Brain-IT-VQA: From Brain Signals to Answers

Decoding visual content from fMRI signals recorded while a person views images, and specifically answering questions about the seen images, is a long-standing challenge. While significant progress has been made in recent years in visual question answering (VQA) from fMRI, performance remains limited. Moreover, although recent models can make increasingly accurate predictions, they have rarely been used as tools for understanding the structure of visual representations in the brain. We present Brain-IT-VQA, a framework for visual question answering from fMRI. Building on the Brain Interaction Transformer (Brain-IT), our method decodes language tokens from brain activity and integrates them with a language model to answer visual questions. Our model substantially outperforms previous fMRI-based captioning and VQA approaches. We further introduce NSD-VQA, a new dataset and benchmark for visual question answering from fMRI. Unlike existing image-fMRI VQA datasets, which typically provide only a few broad and weakly controlled questions per image, NSD-VQA provides on average 20 question-answer pairs per image across 20 controlled question categories that disentangle multiple levels of visual understanding. This enables more reliable and interpretable evaluation despite limited fMRI test data. Together, Brain-IT-VQA and NSD-VQA provide both a strong predictive framework and a tool for studying brain representations. Using this benchmark, we quantify which forms of visual and semantic information can be reliably decoded from fMRI responses to natural images. We further analyze the contributions of different brain regions across question types.
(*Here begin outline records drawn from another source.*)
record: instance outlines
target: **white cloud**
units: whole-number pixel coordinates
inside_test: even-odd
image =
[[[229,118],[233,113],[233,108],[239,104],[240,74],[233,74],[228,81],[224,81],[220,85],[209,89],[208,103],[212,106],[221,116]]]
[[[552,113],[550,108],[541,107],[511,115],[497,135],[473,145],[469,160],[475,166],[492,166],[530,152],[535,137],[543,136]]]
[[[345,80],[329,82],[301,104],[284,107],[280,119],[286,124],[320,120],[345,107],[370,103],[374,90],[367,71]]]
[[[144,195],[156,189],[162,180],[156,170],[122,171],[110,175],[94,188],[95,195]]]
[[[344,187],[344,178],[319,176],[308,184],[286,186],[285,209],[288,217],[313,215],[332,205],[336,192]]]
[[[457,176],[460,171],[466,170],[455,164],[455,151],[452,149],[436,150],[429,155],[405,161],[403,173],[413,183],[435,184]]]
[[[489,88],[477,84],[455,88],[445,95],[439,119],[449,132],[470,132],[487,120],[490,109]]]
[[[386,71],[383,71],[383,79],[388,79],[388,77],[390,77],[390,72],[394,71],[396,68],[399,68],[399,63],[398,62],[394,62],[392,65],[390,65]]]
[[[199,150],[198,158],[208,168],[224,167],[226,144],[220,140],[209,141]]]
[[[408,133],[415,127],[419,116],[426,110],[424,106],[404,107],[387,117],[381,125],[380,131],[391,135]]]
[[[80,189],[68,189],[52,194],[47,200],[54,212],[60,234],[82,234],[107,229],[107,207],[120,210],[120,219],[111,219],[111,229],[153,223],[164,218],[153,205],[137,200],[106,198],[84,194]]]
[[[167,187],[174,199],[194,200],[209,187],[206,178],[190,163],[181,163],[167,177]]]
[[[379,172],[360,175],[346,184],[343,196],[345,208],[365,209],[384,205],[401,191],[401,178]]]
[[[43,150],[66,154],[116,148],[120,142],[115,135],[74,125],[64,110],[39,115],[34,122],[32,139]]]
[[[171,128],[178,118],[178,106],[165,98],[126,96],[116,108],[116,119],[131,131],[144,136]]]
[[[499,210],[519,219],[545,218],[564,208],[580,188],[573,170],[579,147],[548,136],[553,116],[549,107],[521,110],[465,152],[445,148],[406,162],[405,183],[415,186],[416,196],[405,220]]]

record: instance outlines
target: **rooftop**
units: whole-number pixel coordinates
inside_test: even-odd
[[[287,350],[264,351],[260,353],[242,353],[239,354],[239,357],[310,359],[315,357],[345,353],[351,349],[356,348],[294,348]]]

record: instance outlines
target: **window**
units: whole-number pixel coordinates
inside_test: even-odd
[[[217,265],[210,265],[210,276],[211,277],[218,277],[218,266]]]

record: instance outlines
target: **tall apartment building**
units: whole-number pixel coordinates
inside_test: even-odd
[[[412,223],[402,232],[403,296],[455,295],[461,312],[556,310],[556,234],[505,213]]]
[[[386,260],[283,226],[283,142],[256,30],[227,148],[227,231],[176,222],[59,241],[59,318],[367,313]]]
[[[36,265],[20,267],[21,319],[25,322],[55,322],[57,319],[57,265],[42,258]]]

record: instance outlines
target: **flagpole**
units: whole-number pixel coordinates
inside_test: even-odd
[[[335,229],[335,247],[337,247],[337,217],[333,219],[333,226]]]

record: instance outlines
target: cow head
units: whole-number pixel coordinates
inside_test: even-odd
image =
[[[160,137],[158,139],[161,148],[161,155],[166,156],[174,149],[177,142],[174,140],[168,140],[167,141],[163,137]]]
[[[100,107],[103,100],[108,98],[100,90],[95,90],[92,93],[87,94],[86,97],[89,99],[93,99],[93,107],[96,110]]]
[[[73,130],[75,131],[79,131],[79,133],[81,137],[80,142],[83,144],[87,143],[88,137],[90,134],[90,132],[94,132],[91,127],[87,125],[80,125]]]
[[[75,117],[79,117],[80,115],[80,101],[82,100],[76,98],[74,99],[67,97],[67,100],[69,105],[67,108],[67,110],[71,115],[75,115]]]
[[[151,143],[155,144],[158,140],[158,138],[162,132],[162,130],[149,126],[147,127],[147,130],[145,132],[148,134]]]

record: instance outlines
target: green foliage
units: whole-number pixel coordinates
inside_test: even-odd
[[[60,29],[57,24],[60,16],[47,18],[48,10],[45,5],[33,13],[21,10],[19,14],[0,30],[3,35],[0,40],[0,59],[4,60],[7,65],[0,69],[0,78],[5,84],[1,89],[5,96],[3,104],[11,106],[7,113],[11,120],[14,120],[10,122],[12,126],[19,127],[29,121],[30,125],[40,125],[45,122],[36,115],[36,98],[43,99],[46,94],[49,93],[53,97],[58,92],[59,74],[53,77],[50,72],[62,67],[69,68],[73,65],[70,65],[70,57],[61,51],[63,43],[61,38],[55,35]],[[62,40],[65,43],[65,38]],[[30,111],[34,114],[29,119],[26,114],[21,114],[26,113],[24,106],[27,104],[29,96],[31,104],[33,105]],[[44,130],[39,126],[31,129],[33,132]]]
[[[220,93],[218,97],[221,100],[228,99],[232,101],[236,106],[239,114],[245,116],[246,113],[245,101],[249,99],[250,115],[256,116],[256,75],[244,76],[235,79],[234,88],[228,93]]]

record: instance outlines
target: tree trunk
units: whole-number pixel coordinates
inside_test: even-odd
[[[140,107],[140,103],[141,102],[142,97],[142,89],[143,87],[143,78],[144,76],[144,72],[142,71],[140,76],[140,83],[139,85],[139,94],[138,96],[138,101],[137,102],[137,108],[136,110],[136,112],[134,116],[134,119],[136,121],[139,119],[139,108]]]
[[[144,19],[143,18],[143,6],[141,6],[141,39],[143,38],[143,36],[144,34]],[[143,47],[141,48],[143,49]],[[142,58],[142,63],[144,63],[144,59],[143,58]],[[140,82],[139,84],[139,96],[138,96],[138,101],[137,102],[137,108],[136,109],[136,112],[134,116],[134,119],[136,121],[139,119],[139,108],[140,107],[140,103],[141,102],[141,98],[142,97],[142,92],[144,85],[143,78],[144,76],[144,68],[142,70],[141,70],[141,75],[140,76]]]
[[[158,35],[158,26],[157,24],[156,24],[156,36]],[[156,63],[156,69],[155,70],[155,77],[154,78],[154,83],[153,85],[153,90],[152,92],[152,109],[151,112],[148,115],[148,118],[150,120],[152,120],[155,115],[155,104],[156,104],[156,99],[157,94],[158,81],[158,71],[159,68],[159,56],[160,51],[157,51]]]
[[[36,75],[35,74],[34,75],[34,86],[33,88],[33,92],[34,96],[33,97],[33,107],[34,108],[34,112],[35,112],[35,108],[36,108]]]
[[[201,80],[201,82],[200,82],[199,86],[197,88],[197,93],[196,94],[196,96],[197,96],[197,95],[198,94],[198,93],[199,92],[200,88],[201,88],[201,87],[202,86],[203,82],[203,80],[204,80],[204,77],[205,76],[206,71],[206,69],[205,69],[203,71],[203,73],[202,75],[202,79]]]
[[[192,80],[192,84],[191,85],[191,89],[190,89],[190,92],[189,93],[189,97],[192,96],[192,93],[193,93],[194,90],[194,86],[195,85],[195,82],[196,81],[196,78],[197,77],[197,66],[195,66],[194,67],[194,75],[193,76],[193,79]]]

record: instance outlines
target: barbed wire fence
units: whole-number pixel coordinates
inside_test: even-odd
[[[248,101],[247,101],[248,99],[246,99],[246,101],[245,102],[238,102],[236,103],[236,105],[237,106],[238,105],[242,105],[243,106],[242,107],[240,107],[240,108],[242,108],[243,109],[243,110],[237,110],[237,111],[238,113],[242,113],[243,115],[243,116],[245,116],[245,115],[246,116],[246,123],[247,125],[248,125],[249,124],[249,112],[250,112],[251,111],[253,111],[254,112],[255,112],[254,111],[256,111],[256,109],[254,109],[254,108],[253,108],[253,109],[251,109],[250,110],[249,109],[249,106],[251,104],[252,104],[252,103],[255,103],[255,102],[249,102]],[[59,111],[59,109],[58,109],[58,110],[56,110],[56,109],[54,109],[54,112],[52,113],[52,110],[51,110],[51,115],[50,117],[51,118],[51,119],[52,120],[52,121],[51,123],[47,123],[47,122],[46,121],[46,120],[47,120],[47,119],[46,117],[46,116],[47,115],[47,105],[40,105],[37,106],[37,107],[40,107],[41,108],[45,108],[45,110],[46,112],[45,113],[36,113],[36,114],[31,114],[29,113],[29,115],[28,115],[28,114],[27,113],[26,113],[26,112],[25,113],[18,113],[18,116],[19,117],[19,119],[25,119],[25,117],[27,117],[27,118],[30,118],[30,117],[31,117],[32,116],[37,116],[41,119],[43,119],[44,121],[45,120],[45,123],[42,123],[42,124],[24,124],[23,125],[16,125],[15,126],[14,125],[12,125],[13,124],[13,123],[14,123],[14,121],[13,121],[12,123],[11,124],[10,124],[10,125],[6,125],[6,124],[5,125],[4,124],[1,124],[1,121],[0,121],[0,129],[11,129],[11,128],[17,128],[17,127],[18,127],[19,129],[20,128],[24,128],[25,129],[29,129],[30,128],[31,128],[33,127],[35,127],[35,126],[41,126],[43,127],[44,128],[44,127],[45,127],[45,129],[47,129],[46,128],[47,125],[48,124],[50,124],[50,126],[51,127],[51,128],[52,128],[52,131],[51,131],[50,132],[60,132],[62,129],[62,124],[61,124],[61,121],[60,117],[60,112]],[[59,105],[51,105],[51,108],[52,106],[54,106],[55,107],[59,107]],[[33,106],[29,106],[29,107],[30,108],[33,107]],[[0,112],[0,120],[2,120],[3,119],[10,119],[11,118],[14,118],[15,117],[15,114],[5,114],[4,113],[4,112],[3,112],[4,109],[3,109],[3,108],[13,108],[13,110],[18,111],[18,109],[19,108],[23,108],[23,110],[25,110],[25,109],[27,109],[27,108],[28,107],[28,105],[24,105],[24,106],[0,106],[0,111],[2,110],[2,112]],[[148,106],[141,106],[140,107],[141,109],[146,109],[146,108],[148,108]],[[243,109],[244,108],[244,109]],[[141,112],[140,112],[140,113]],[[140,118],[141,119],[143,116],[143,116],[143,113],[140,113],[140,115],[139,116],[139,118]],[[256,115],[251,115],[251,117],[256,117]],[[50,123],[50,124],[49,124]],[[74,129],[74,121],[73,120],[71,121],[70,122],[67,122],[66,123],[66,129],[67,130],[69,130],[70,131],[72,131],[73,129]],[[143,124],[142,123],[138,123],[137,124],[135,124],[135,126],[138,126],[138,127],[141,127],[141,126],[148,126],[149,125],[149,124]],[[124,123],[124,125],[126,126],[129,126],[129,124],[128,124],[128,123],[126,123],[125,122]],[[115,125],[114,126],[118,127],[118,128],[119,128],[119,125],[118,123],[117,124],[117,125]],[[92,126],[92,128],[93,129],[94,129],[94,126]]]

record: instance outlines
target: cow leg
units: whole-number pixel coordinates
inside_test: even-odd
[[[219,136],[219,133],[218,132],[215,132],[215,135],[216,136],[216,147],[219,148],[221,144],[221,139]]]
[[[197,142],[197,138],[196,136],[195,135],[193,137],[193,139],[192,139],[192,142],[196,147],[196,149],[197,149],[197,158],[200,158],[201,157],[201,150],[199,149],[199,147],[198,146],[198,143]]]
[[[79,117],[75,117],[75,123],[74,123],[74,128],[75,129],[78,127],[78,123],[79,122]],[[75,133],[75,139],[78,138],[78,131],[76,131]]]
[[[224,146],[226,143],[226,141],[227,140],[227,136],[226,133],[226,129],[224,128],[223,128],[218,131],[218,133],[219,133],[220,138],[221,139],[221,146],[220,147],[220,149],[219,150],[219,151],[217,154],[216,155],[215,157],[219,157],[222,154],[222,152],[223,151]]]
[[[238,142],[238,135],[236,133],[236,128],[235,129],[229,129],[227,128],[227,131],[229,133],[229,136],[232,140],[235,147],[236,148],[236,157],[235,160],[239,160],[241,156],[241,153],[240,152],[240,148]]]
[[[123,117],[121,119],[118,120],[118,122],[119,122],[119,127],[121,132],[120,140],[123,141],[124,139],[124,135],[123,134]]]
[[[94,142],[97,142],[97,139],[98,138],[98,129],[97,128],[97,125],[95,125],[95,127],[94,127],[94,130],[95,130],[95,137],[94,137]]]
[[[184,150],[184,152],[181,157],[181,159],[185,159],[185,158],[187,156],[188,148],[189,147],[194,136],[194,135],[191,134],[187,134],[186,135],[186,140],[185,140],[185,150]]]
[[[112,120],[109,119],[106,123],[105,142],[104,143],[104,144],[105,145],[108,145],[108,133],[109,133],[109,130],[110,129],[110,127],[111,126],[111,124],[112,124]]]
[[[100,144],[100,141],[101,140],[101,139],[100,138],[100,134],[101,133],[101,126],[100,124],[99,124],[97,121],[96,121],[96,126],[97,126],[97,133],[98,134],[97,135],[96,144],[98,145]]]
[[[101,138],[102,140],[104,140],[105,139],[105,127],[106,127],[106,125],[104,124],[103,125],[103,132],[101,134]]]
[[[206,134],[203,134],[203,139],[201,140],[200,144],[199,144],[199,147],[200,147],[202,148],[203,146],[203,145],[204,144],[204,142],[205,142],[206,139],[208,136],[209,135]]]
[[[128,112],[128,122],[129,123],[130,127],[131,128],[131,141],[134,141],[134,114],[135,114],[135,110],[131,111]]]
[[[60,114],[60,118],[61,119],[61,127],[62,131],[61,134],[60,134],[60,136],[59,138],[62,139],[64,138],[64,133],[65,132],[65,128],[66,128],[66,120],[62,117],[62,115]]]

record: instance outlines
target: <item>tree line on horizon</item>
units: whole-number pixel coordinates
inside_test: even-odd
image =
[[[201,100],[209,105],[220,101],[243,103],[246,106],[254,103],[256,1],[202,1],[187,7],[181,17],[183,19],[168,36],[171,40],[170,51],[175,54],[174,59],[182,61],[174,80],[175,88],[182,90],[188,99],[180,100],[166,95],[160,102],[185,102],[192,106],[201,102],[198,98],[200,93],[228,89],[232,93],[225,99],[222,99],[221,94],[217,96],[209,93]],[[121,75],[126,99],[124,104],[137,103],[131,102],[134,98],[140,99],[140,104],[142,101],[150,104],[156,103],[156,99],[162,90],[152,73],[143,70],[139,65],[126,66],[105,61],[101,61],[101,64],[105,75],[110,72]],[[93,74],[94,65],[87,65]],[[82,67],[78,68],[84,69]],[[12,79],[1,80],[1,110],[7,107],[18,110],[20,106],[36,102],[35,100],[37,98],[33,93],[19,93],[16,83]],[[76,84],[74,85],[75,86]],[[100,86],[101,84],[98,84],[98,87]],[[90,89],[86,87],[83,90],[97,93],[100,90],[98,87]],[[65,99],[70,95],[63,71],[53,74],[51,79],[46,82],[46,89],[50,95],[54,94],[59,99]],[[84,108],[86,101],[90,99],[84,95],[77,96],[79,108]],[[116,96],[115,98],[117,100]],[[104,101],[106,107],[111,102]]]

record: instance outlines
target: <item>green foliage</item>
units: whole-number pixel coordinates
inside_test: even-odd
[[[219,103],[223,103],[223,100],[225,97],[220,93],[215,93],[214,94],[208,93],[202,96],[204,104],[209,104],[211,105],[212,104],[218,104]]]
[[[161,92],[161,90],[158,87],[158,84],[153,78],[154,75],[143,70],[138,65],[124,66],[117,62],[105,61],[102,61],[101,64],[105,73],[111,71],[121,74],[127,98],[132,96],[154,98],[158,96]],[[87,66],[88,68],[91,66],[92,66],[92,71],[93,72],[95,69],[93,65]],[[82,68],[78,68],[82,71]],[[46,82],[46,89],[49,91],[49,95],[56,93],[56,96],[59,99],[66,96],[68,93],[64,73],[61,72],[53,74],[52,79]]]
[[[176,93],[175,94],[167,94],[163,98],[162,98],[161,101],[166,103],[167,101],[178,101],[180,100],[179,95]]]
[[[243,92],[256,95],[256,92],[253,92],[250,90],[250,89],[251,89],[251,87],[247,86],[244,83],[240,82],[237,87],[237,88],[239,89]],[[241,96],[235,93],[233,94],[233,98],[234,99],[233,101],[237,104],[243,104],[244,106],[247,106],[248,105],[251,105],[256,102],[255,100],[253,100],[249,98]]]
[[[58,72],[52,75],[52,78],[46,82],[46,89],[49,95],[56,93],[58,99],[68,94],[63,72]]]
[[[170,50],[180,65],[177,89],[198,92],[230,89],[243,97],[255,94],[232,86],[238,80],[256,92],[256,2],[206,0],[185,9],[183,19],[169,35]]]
翻译：[译]从观看图像时记录的fMRI信号中解码视觉内容，特别是回答关于所看到图像的问题，是一项长期挑战。虽然近年来基于fMRI的视觉问答（VQA）取得了显著进展，但性能仍然有限。此外，尽管当前模型能做出日益准确的预测，但它们很少被用作理解大脑视觉表征结构的工具。我们提出Brain-IT-VQA，一种基于fMRI的视觉问答框架。该方法基于大脑交互Transformer（Brain-IT），从大脑活动中解码语言标记，并将其与语言模型集成以回答视觉问题。我们的模型显著优于以往的fMRI图像描述和VQA方法。我们还引入NSD-VQA，这是一个基于fMRI进行视觉问答的新数据集与基准。与现有的图像-fMRI VQA数据集通常每张图像仅提供少数几个宽泛且控制不足的问题不同，NSD-VQA在20个经过控制的、涵盖多层次视觉理解的问题类别中，平均每张图像提供20个问答对。这使得在有限的fMRI测试数据下也能实现更可靠和可解释的评估。结合Brain-IT-VQA和NSD-VQA，我们既提供了一个强大的预测框架，也提供了一个研究大脑表征的工具。利用该基准，我们量化了从自然图像fMRI响应中可可靠解码的视觉与语义信息类型，并进一步分析了不同脑区在各问题类型中的贡献。